GitHub - yo1995/Ultimate-NBA-Downloader: see in readme

180917 There are some pool parallel issues in the code, with shared_list and .get() block. If I have time later I'll fix them.

Description

The Ultimate NBA Downloader is a project that consists of multiple techniques which I have used for previous Python-based internet crawlers. It is a well-structured, minimally-adapted, fully packed and tested package that specifically constructed for a certain NBA related website.

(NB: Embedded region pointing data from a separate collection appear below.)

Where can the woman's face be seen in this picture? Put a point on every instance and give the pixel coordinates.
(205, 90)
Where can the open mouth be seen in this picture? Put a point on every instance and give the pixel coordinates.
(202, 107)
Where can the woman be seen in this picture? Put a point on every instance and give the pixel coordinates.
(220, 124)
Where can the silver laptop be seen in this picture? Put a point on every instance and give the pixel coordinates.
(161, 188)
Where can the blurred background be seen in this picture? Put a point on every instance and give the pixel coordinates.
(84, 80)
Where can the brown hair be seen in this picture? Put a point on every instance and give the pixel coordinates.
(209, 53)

With UND, you can deploy a daily NBA photo collector on your server, or just run it as a single task to collect NBA photos that have appeared on that website in chronological order. Indeed, you cannot acquire the specific picture that you want with this tool, but you can gradually develop your own NBA photo collection with it. Some time you can get some surprise from daily crawling, e.g. legacy photos for retired NBA stars, photoset or gallery concerning a specific topic, technologically great composed photography, etc. At least, after crawling enough photos, you can gather up a great few of photos of your preferred star player.

There might be some copyright related issue with this project, so it just obtains the visible pictures on webpages. Also you should comply with the terms of use of the specific website that you want to deal with. Any illegal or unauthorized usage of this tool is prohibited, and the related disputes on copyright infringement will be proceeded to the user.

This project is under GPL license. Please contact the owner for commercial usage.

idea

It was a long winding dream for sports fans to acquire photos, pictures, videos and other digital collectibles with minimal effort. For me, there has remained a long-standing question that keeps on bothering me – how to collect photos for LeBron James?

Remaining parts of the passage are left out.